Johnny Sexton underlined his importance with a solid 40-minute showing. It was no coincidence Ireland lost their way after he went off. He remains absolutely central to Ireland's hopes.

Schmidt has long shown faith in his trusted lieutenants and for good reason, but he cannot ignore the form of players like Rhys Ruddock, Garry Ringrose and Andrew Conway.

You could also make the case for Luke McGrath who took his chance, but there is no way Conor Murray does not start in a quarter-final.

Ringrose has been Ireland's best player in this tournament and has managed to play all 240 minutes. Even though some players need to be managed, Ringrose is getting better with the increased game time.

If Robbie Henshaw had been fit, it seemed as though Schmidt was leaning towards a centre partnership of the Athlone native and Bundee Aki.

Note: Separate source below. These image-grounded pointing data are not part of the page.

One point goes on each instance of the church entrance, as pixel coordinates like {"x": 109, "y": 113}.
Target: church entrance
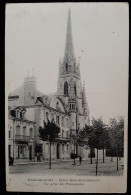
{"x": 58, "y": 151}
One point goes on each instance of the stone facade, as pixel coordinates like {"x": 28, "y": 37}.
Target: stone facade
{"x": 20, "y": 135}
{"x": 68, "y": 107}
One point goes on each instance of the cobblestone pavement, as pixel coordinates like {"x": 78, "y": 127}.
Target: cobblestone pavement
{"x": 67, "y": 167}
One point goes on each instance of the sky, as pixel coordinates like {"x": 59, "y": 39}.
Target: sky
{"x": 35, "y": 39}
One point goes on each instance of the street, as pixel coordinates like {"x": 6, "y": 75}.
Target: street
{"x": 67, "y": 168}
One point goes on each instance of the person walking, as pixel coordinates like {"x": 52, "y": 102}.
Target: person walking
{"x": 80, "y": 159}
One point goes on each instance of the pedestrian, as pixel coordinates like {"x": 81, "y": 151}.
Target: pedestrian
{"x": 11, "y": 160}
{"x": 80, "y": 159}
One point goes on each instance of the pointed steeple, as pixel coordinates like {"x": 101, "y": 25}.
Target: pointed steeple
{"x": 69, "y": 53}
{"x": 59, "y": 75}
{"x": 84, "y": 102}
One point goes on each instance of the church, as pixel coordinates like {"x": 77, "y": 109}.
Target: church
{"x": 68, "y": 107}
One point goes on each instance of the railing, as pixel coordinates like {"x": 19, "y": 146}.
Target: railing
{"x": 22, "y": 138}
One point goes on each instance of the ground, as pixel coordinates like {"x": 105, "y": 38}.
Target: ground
{"x": 67, "y": 168}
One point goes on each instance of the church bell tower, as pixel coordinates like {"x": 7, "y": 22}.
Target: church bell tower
{"x": 69, "y": 82}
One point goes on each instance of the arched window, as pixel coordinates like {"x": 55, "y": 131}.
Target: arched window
{"x": 66, "y": 88}
{"x": 31, "y": 132}
{"x": 66, "y": 67}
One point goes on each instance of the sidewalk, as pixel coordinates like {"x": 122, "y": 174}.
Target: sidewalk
{"x": 46, "y": 162}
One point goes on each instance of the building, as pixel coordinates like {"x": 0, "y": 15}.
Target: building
{"x": 68, "y": 106}
{"x": 20, "y": 135}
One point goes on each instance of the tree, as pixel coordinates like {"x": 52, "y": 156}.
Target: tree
{"x": 88, "y": 138}
{"x": 98, "y": 128}
{"x": 49, "y": 132}
{"x": 74, "y": 140}
{"x": 116, "y": 136}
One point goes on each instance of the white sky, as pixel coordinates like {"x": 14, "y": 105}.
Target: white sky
{"x": 35, "y": 38}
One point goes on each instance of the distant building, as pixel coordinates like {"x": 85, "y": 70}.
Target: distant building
{"x": 68, "y": 106}
{"x": 20, "y": 135}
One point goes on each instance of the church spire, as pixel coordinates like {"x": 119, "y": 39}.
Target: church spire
{"x": 84, "y": 103}
{"x": 69, "y": 53}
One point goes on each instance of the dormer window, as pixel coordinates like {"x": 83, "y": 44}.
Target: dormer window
{"x": 66, "y": 67}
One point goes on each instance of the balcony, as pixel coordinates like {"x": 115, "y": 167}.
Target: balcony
{"x": 22, "y": 138}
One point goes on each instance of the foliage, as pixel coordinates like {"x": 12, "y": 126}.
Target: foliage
{"x": 49, "y": 132}
{"x": 116, "y": 133}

Yet, as he did in the Twickenham horror show, Aki lost his way against Russia and made several uncharacteristic handling errors. Ringrose must start in the quarter-final.

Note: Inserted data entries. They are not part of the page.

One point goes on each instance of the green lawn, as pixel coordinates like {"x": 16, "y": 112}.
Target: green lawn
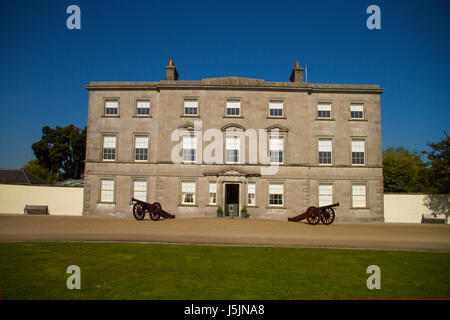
{"x": 158, "y": 271}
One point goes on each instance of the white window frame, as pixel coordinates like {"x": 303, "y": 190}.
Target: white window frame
{"x": 325, "y": 145}
{"x": 276, "y": 185}
{"x": 325, "y": 196}
{"x": 359, "y": 108}
{"x": 188, "y": 187}
{"x": 107, "y": 105}
{"x": 140, "y": 187}
{"x": 147, "y": 106}
{"x": 323, "y": 107}
{"x": 212, "y": 193}
{"x": 142, "y": 145}
{"x": 190, "y": 104}
{"x": 251, "y": 191}
{"x": 359, "y": 195}
{"x": 189, "y": 148}
{"x": 276, "y": 147}
{"x": 236, "y": 141}
{"x": 107, "y": 190}
{"x": 107, "y": 145}
{"x": 276, "y": 105}
{"x": 357, "y": 149}
{"x": 233, "y": 104}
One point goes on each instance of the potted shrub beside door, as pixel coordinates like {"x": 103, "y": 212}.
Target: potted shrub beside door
{"x": 244, "y": 212}
{"x": 219, "y": 212}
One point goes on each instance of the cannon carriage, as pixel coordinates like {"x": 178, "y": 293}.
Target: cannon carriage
{"x": 314, "y": 215}
{"x": 154, "y": 210}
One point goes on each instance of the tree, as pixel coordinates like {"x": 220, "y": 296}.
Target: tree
{"x": 439, "y": 166}
{"x": 36, "y": 169}
{"x": 438, "y": 199}
{"x": 404, "y": 171}
{"x": 62, "y": 151}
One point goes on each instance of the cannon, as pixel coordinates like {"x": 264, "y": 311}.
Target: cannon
{"x": 155, "y": 212}
{"x": 313, "y": 215}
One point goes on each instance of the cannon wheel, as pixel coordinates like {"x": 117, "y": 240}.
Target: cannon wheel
{"x": 138, "y": 211}
{"x": 313, "y": 215}
{"x": 313, "y": 219}
{"x": 154, "y": 213}
{"x": 328, "y": 216}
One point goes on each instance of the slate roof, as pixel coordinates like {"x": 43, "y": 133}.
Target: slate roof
{"x": 19, "y": 176}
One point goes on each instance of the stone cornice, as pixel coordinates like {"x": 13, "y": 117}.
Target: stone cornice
{"x": 235, "y": 84}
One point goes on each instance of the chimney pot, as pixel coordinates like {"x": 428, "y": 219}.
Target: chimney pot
{"x": 297, "y": 74}
{"x": 171, "y": 72}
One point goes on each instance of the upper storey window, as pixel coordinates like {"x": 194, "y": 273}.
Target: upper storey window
{"x": 324, "y": 111}
{"x": 111, "y": 107}
{"x": 233, "y": 108}
{"x": 109, "y": 148}
{"x": 190, "y": 107}
{"x": 143, "y": 108}
{"x": 356, "y": 111}
{"x": 276, "y": 108}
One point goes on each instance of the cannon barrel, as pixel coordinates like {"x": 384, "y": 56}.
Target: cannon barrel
{"x": 330, "y": 206}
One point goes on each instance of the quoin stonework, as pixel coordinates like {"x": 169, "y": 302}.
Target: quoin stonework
{"x": 274, "y": 147}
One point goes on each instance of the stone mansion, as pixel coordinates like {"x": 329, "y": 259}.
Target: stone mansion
{"x": 151, "y": 140}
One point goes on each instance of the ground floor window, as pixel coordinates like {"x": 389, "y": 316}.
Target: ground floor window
{"x": 213, "y": 193}
{"x": 140, "y": 190}
{"x": 325, "y": 194}
{"x": 251, "y": 191}
{"x": 107, "y": 190}
{"x": 359, "y": 196}
{"x": 275, "y": 194}
{"x": 188, "y": 192}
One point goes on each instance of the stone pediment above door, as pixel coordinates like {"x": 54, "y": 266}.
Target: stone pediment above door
{"x": 232, "y": 172}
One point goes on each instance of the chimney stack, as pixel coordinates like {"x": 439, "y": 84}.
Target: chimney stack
{"x": 297, "y": 74}
{"x": 171, "y": 71}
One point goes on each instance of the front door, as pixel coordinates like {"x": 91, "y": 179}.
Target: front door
{"x": 232, "y": 200}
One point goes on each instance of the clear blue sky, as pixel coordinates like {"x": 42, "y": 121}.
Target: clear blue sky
{"x": 44, "y": 66}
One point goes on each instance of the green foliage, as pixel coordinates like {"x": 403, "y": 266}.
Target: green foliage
{"x": 62, "y": 151}
{"x": 439, "y": 166}
{"x": 404, "y": 171}
{"x": 36, "y": 169}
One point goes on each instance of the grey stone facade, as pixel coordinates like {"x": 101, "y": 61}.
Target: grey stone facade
{"x": 356, "y": 184}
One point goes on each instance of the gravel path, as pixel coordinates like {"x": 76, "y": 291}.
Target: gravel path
{"x": 226, "y": 232}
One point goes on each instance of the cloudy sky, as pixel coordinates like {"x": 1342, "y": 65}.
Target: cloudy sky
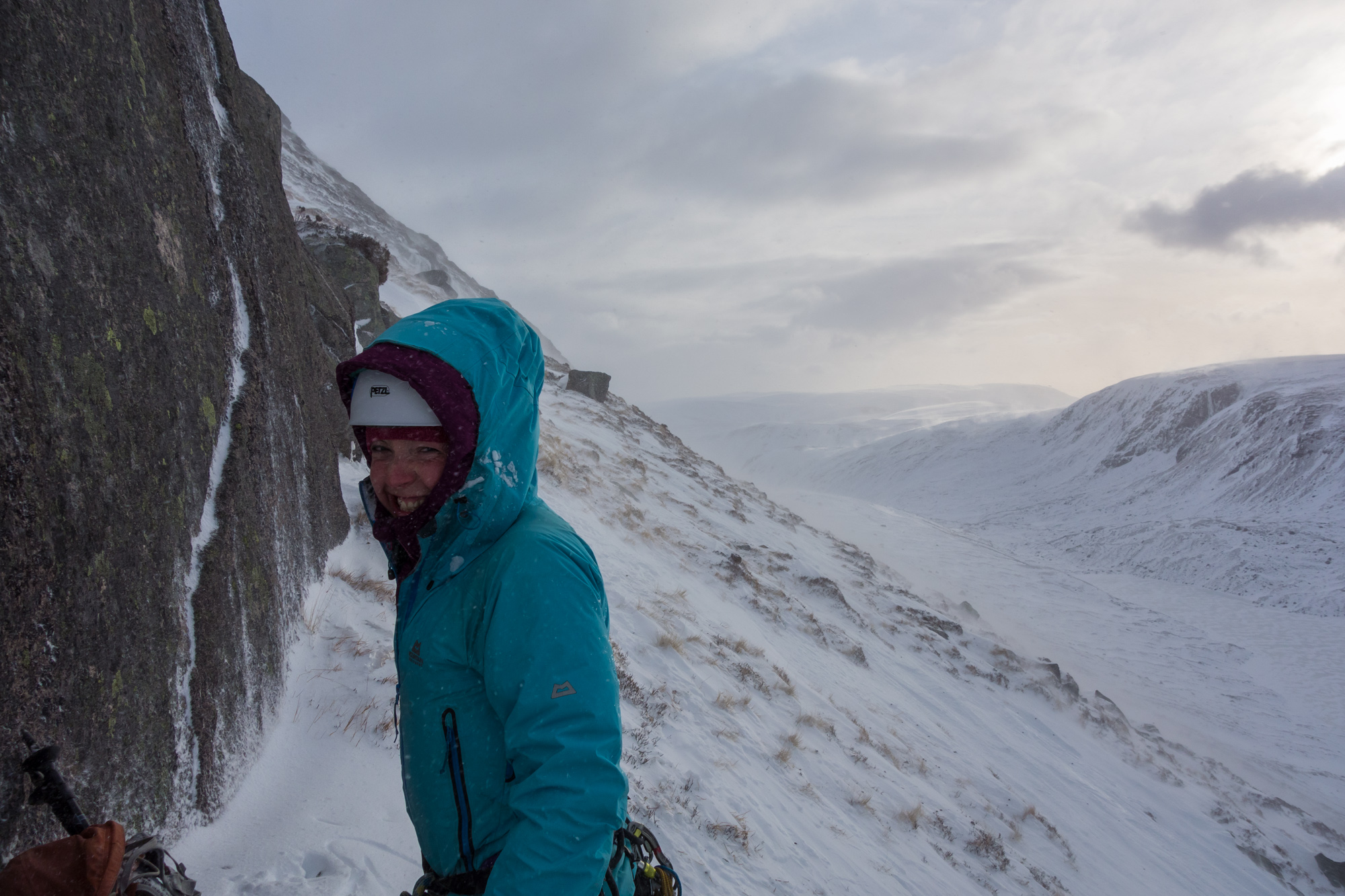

As for Ruddock, he has picked up where he left off with Leinster in the PRO14 final. The flanker is in excellent form, especially compared to Peter O'Mahony.

Conway has now scored in both of his appearances at this World Cup. Like Ruddock, can Schmidt ignore that kind of form?

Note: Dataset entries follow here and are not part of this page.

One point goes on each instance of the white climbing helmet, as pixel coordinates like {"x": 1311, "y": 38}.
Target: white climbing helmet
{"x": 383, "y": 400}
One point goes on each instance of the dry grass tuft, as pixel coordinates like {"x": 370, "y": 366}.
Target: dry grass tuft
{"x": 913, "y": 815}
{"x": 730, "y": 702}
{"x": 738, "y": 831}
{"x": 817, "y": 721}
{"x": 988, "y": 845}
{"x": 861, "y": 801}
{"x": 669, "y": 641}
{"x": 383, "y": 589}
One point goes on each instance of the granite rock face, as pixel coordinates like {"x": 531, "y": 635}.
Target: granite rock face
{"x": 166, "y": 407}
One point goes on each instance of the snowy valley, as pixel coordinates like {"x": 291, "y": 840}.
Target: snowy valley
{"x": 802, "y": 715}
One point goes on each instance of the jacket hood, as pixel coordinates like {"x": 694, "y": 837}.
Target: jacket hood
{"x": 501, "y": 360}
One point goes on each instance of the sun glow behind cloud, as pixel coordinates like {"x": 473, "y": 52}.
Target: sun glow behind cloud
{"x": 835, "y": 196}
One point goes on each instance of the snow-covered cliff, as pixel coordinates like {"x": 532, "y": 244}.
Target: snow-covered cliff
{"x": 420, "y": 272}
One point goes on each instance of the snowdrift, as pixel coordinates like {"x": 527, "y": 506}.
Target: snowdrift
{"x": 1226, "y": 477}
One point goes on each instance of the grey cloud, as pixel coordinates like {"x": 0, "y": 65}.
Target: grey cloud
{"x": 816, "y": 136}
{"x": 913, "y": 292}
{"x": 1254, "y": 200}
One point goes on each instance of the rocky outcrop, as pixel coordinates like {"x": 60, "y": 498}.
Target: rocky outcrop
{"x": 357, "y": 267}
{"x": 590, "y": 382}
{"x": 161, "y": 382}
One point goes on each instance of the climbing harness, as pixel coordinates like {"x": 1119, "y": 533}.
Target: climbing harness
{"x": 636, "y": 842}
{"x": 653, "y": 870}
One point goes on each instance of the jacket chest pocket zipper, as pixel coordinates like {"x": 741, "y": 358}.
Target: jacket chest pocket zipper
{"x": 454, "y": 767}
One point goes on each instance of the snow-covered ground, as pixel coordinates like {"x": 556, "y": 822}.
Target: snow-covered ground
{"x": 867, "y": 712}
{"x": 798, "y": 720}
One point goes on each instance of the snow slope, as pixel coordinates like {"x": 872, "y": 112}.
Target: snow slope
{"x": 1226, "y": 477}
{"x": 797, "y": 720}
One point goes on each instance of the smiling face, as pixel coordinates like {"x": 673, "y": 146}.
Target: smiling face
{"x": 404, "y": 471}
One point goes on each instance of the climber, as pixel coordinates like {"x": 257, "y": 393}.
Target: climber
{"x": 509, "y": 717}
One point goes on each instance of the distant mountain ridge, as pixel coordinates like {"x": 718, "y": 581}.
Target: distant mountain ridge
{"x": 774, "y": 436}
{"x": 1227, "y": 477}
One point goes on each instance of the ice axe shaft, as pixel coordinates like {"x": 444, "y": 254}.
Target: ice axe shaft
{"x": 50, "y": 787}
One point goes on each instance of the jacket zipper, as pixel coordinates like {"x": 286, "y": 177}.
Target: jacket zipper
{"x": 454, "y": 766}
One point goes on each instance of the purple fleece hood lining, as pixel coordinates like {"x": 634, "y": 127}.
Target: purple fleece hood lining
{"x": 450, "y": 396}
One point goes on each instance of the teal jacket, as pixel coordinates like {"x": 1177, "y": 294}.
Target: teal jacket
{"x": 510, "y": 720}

"The back-three is competitive," Conway acknowledged.

"I feel like I'm putting a good foot forward and trying my best and I've kind of got into a good routine of things. I've learned a few lessons over the years – my preparation is now very consistent and I've added a few layers to it, so that's helped my game."

"We're here to play and to play in a World Cup. It is the biggest pinnacle in anyone's rugby career. We're not here to rest, we're here to be smart and recover and do the right things. But we're mad to play rugby."